Re: [PATCH net-next-2.6 v6 04/20] can: EG20T PCH: Add Tx FlowControl

From: David Miller
Date: Thu Dec 02 2010 - 16:12:17 EST


From: Tomoya MORINAGA <tomoya-linux@xxxxxxxxxxxxxxx>
Date: Tue, 30 Nov 2010 13:18:52 +0900

> Currently, there is no flow control processing.
> Thus, Add flow control processing as
> when there is no empty of tx buffer,
> netif_stop_queue is called.
> When there is empty buffer, netif_wake_queue is called.
>
> Signed-off-by: Tomoya MORINAGA <tomoya-linux@xxxxxxxxxxxxxxx>

When implementing functionality like this it is better to use other
existing well tested network drivers as a guide rather then trying
to be unique and clever, as you are doing here.

First of all, your netif_wake_queue() call is racy. Because another
thread can be queueing up packets, fill the queue, and execute a
stop queue right when you have made the decision to invoke
netif_wake_queue().

Second of all, checking the state of the device to determine if a
stop queue should be performed has two problems:

1) The test uses a magic constant mask, which is undocumented.
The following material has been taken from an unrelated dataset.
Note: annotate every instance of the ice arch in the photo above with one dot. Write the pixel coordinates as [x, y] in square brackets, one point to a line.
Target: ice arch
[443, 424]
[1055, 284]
2) It causes the race you have on the wake queue side

Use pure software state to guide your actions, and let the hardware
interrupt trigger the wake queue.

Also, you don't implement this as a true ring buffer, you only
consider to stop the queue when you hit the last TX object entry. But
all the previous slots could be available.

Your head and tail pointer need to be maintained by advancing the
head pointer only during pch_xmit(), and advancing the tail pointer
only in the NAPI code as you get indications from the hardware.

Then, after the NAPI TX code advances the tail pointer, you see if
1) the queue is stopped and 2) TX space is now available. If both
are true you wake the queue.

Use a well tested and mature driver like drivers/net/tg3.c as a
guide. Search for netif_tx_{stop,wake}_queue().